Da die neue Unterrichtsroutine für die Lerngruppe in der zweiten Schulstunde noch ungewohnt ist, starten wir mit einer Traumreise auf die Insel. Hier wiederholt die Lehrkraft noch einmal in möglichst einfachen Worten das bisher Geschehene. Die SuS haben die Möglichkeit, sich ruhig im fiktiven Charakter einzufinden und sich auf die Situation einzustimmen.
Je nach Lerngruppe entscheidet sich die Lehrkraft im Voraus für einen Lenkungsgrad der Aufgabe: 1. Ein gemeinsames Gespräch über das beste Vorgehen zur Erkundung der Insel (stärkere Lerngruppe) oder 2. klare Vorgaben der Lehrkraft mit stützenden Wortstrukturen (meine Wahl bei Schülern der Neueinsetzenden Fremdsprache). Gemeinsam in Kleingruppen "streifen die Personen durch die Insel" und erforschen sie (bitte Tische mit Wörterbüchern, bunten Stiften und leerem Papier vorbereiten). Ihre Erkenntnisse halten sie auf Folie oder Papier in Form einer fiktiven Landkarte fest.
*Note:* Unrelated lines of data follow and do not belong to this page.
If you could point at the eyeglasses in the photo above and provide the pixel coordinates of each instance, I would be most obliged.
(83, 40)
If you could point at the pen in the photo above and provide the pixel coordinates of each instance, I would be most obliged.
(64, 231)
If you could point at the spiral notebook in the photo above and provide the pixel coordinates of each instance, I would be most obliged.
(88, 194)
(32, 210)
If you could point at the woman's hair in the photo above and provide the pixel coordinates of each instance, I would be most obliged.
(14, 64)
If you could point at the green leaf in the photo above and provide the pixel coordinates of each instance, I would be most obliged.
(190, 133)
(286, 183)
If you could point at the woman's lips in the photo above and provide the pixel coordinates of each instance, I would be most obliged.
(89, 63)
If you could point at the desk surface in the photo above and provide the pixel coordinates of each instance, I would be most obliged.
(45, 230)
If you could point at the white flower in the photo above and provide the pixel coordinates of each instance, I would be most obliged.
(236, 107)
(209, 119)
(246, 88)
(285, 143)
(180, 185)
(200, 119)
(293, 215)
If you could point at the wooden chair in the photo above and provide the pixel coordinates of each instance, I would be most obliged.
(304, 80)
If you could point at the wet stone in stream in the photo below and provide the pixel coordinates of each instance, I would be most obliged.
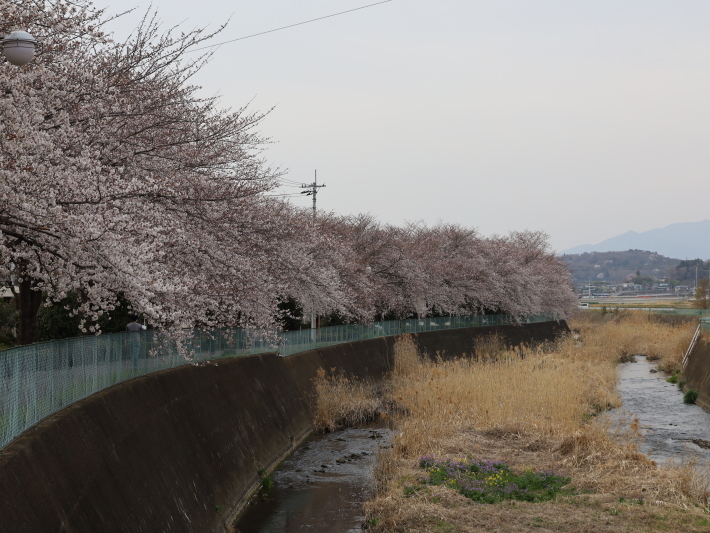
(671, 428)
(321, 487)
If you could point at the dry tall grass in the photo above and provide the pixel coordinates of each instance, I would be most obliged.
(635, 333)
(533, 409)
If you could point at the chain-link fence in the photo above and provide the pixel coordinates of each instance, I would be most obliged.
(40, 379)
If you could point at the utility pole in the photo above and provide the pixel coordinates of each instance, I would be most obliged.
(312, 190)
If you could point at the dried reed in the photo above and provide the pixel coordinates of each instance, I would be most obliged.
(342, 402)
(534, 408)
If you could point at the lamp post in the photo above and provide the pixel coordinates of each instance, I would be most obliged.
(19, 47)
Dazu gehören u.A.: Topographie, (essbare oder gefährliche) Tiere, Pflanzen, Gefahren, Verdächtiges...Anschließend gibt jede Gruppe ihrer Insel einen Namen. Zusätzlich notiert jede Gruppe die wichtigsten neuen Vokabeln auf einem Lernzettel. Dieser wird von der Lehrkraft zur folgenden Stunde kopiert. Am Ende der Stunde präsentieren die einzelnen Gruppen ihre Erkenntnisse. Gemeinsam stimmt die Lerngruppe ab, welche Insel sie von nun an bewohnen wollen. Zur nächsten Stunde kopiert die Lehrkraft die entsprechende Landkarte, dass jeder Schüler auf sie zurückgreifen kann. Jetzt kann es mit den Abenteuern auf der Insel losgehen!
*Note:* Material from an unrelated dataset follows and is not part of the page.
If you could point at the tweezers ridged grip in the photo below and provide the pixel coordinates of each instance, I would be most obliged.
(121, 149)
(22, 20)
Ausgehend von der Landkarte der letzten Stunde werden die Schüler darüber informiert, dass die Lebensmittelreserven, die wir vom Kreuzfahrtschiff retten konnten, knapp werden. Ebenso benötigen wir Unterkünfte, da ein Sturm aufzieht. Diese Stunde dient zur wiederholenden Festigung von sprachlichen Mitteln im Bereich Wohnen und Essen. In dieser Doppelstunde teilen wir die Lerngruppe deshalb in zwei neigungsdifferenzierte Gruppen: 1. Essen und Trinken Ein Teil der Inselbewohner macht sich auf die Suche nach Essbarem auf der Insel. Hierzu fertigen sie eine Übersicht über essbare (und eventuell auch giftige!) Nahrungsmittel der Insel an, die sie später präsentieren. Ein weiterer Teil bereitet währenddessen Kochrezepte vor, um die vorhandenen Ressourcen zu schmackhaften Menüs zusammenzustellen. Als Input gebe ich hier meist (kreolisch-frankofone) Kochrezepte auf YouTube. Eine Einzelperson der Großgruppe ist dafür verantwortlich, alle wichtigen Vokabeln in einem Mindmaps festzuhalten. Diese kopiert der Lehrer am Ende der Stunde, um sie allen Schülern zugänglich zu machen. 2. Wohnen Der andere Teil der Inselbewohner macht sich an die Arbeit, Unterkünfte zu konstruieren. Hierzu finden sie eine geografisch geeignete Stelle auf der Karte (begründen!) und konstruieren verschiedene Hütten. Die Schüler zeichnen Grundrisse der Apartments, Inneneinrichtung, etc. Auch hier werden wichtige Vokabeln separat notiert. Am Ende der Stunde steht die Präsentation aller Ergebnisse in der Großgruppe.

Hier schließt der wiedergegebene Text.